- Wildfield Location of Wildfield within Canada Wildfield Wildfield (Canada)
- Coordinates: 43°49′10.6″N 79°43′38.8″W﻿ / ﻿43.819611°N 79.727444°W
- Country: Canada
- Province: Ontario
- Regional Municipality: Peel
- Town: Caledon

= Wildfield, Ontario =

Wildfield is a small rural hamlet located within the town of Caledon in Ontario, Canada.

== Geography ==
The hamlet is located north of the intersection of The Gore Road and Mayfield Road, directly on the border with the neighboring city of Brampton and located next to the large communities of Bolton and Mayfield West. Situated within the Golden Horseshoe region, the area topography features rolling hills, forests, streams, and proximity to Niagara Escarpment. The local lands consists of rich agricultural land, , lakes, woodlands, and various parks.

== History ==
Originally inhabited by Indigenous peoples, the area later saw the arrival of European settlers in the 19th century, drawn by the promise of fertile land and abundant natural resources.

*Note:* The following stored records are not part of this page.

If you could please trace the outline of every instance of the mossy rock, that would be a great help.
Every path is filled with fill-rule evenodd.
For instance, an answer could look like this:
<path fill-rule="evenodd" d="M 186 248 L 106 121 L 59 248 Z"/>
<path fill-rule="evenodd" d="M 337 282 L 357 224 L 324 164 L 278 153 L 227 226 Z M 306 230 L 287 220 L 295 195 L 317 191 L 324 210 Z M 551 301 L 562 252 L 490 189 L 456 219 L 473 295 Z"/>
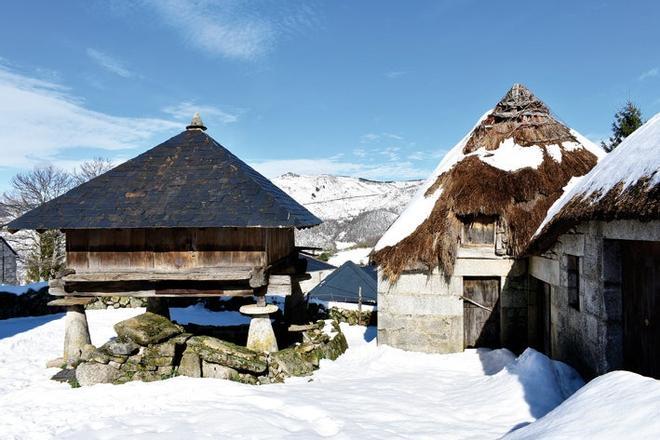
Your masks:
<path fill-rule="evenodd" d="M 270 354 L 270 372 L 273 376 L 308 376 L 314 372 L 314 364 L 306 359 L 307 353 L 296 347 L 285 348 Z"/>
<path fill-rule="evenodd" d="M 193 336 L 187 346 L 206 362 L 239 371 L 263 373 L 268 368 L 265 354 L 210 336 Z"/>
<path fill-rule="evenodd" d="M 114 329 L 120 338 L 128 338 L 145 347 L 183 333 L 180 325 L 150 312 L 118 322 Z"/>

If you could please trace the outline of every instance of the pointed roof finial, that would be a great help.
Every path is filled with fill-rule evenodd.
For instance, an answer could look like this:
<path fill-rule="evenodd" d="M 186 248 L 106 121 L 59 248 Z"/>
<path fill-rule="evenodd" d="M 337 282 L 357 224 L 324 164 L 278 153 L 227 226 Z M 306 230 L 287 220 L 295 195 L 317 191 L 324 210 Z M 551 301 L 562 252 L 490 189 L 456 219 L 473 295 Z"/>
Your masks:
<path fill-rule="evenodd" d="M 190 125 L 186 127 L 186 130 L 206 130 L 206 126 L 204 126 L 202 117 L 199 116 L 199 112 L 195 112 L 192 121 L 190 121 Z"/>

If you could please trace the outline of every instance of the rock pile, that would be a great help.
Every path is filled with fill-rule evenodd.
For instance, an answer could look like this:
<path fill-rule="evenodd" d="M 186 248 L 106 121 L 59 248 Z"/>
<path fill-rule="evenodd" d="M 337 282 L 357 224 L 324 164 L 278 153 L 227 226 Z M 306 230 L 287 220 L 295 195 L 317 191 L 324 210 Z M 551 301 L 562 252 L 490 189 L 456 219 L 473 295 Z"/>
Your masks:
<path fill-rule="evenodd" d="M 282 382 L 311 374 L 321 359 L 337 359 L 348 345 L 339 324 L 303 326 L 302 343 L 260 353 L 211 336 L 186 333 L 160 315 L 144 313 L 115 325 L 117 337 L 96 348 L 86 345 L 76 380 L 82 385 L 144 382 L 176 375 L 249 384 Z"/>

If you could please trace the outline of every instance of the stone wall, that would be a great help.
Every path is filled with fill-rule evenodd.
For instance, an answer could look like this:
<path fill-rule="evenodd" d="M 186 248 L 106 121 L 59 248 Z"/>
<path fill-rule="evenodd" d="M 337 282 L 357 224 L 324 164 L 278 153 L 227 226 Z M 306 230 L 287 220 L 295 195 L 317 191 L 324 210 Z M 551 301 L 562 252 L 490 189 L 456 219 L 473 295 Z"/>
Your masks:
<path fill-rule="evenodd" d="M 378 274 L 378 343 L 429 353 L 463 351 L 463 278 L 499 277 L 501 340 L 521 350 L 527 343 L 527 279 L 494 248 L 460 248 L 454 274 L 404 272 L 396 283 Z"/>
<path fill-rule="evenodd" d="M 550 355 L 593 377 L 623 365 L 621 257 L 616 241 L 660 241 L 660 222 L 589 222 L 530 259 L 530 275 L 551 288 Z M 568 301 L 566 256 L 580 257 L 579 310 Z M 530 311 L 530 314 L 533 311 Z"/>
<path fill-rule="evenodd" d="M 177 375 L 255 385 L 277 383 L 291 376 L 310 375 L 321 359 L 335 360 L 348 348 L 336 321 L 306 326 L 301 343 L 273 353 L 186 330 L 153 313 L 127 319 L 115 325 L 117 338 L 99 348 L 91 344 L 83 348 L 75 380 L 67 370 L 55 378 L 83 386 L 149 382 Z"/>
<path fill-rule="evenodd" d="M 147 307 L 147 298 L 137 298 L 130 296 L 100 296 L 91 304 L 85 306 L 86 309 L 121 309 L 125 307 Z"/>
<path fill-rule="evenodd" d="M 360 312 L 338 307 L 327 309 L 323 304 L 309 303 L 307 309 L 312 320 L 332 319 L 348 325 L 376 325 L 378 322 L 378 310 L 373 306 L 365 306 L 364 309 L 368 310 Z"/>

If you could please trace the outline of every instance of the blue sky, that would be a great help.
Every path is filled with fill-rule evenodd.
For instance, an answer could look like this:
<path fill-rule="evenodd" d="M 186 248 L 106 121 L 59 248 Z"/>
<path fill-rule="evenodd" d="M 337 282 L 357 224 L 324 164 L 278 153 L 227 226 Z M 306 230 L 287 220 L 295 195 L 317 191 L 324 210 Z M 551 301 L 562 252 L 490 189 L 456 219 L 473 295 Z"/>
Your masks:
<path fill-rule="evenodd" d="M 0 190 L 133 157 L 199 110 L 268 177 L 426 176 L 514 82 L 593 140 L 660 111 L 657 1 L 21 1 L 0 17 Z"/>

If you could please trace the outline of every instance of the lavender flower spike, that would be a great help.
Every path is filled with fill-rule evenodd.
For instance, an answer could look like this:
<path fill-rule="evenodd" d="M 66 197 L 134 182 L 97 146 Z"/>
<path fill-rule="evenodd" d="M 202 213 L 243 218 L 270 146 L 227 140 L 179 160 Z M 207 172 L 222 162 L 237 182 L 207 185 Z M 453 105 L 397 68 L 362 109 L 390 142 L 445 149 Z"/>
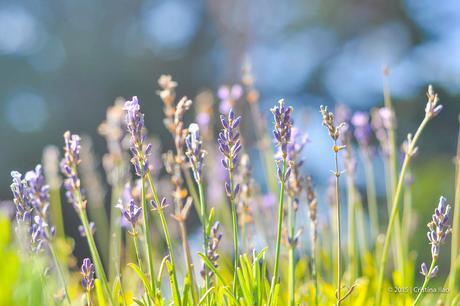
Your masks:
<path fill-rule="evenodd" d="M 190 124 L 188 128 L 189 134 L 185 139 L 187 146 L 187 155 L 192 167 L 193 176 L 197 184 L 201 183 L 201 172 L 203 169 L 203 160 L 206 156 L 206 151 L 202 149 L 202 141 L 200 136 L 200 127 L 196 123 Z"/>
<path fill-rule="evenodd" d="M 286 107 L 284 100 L 278 101 L 278 105 L 271 109 L 275 119 L 275 129 L 273 135 L 275 137 L 276 145 L 281 148 L 282 158 L 286 158 L 288 151 L 288 144 L 291 141 L 292 129 L 292 107 Z"/>
<path fill-rule="evenodd" d="M 354 135 L 359 145 L 367 148 L 372 138 L 372 128 L 369 115 L 365 112 L 356 112 L 351 117 L 351 124 L 355 128 Z"/>
<path fill-rule="evenodd" d="M 76 209 L 85 208 L 81 199 L 76 199 L 75 194 L 80 192 L 80 179 L 78 178 L 77 167 L 80 164 L 81 138 L 69 131 L 64 133 L 64 158 L 61 161 L 61 172 L 67 178 L 64 181 L 67 200 L 74 205 Z M 83 205 L 83 207 L 79 207 Z"/>
<path fill-rule="evenodd" d="M 141 177 L 149 170 L 148 156 L 152 153 L 152 145 L 147 144 L 144 148 L 145 126 L 144 114 L 141 113 L 139 100 L 136 96 L 131 101 L 126 101 L 123 107 L 126 111 L 125 120 L 128 132 L 131 134 L 131 153 L 136 174 Z"/>
<path fill-rule="evenodd" d="M 32 220 L 32 211 L 34 209 L 29 196 L 27 184 L 22 180 L 21 173 L 11 172 L 13 183 L 10 188 L 13 192 L 14 204 L 16 205 L 16 220 L 18 223 L 30 222 Z"/>
<path fill-rule="evenodd" d="M 286 106 L 284 100 L 281 99 L 278 101 L 278 105 L 271 109 L 273 113 L 273 118 L 275 119 L 275 128 L 273 130 L 273 135 L 275 138 L 276 146 L 280 149 L 281 158 L 277 160 L 277 174 L 278 178 L 282 182 L 286 182 L 291 174 L 291 167 L 287 165 L 287 168 L 284 171 L 283 177 L 283 163 L 288 157 L 288 145 L 292 140 L 292 107 Z"/>
<path fill-rule="evenodd" d="M 142 207 L 137 206 L 134 199 L 129 201 L 128 209 L 121 204 L 121 201 L 115 207 L 120 209 L 122 216 L 131 224 L 132 232 L 130 232 L 130 234 L 135 235 L 135 228 L 136 224 L 139 222 Z"/>
<path fill-rule="evenodd" d="M 81 275 L 81 286 L 86 292 L 90 292 L 94 288 L 94 265 L 89 258 L 83 259 Z"/>
<path fill-rule="evenodd" d="M 452 228 L 449 225 L 449 213 L 451 206 L 446 204 L 447 200 L 443 196 L 439 199 L 438 207 L 434 210 L 431 222 L 427 224 L 429 231 L 427 232 L 428 240 L 431 244 L 431 257 L 433 261 L 436 261 L 439 256 L 439 249 L 441 244 L 446 241 L 447 236 L 452 232 Z M 430 275 L 430 272 L 426 268 L 426 264 L 422 263 L 420 273 L 425 277 L 435 277 L 438 270 L 438 266 L 435 266 Z"/>
<path fill-rule="evenodd" d="M 220 116 L 220 121 L 223 126 L 222 132 L 219 133 L 217 142 L 219 143 L 219 150 L 224 155 L 222 159 L 222 165 L 229 173 L 238 166 L 238 154 L 241 151 L 241 139 L 238 126 L 241 121 L 241 116 L 235 117 L 233 109 L 230 109 L 228 118 Z M 225 183 L 225 190 L 228 196 L 233 196 L 239 191 L 239 184 L 237 184 L 234 190 L 231 190 L 230 184 Z"/>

These pioneers established farms and homesteads, shaping the agricultural landscape that still characterizes Wildfield today. The community grew steadily over the years, with the construction of small villages entouring the area and the establishment of local industries such as milling and logging, similarly to Alton. The history of Wildfield and the O’Reilly family dates back to the 1830s, with Dan O’Reilly, a descendant of the original settlers, deeply proud of his heritage. As a volunteer historian and advocate for preserving local history, Dan recently commemorated another milestone by dedicating a new road built in the lower developments in Brampton: Sister O’Reilly Road on June 19. The road honors Dan's aunt, Sister Eugene O’Reilly, who dedicated herself to teaching at St. Patrick's School in the hamlet for three decades. Dan's efforts reflect a commitment to preserving the rich history of the village amidst rapid modernization in Mayfield West.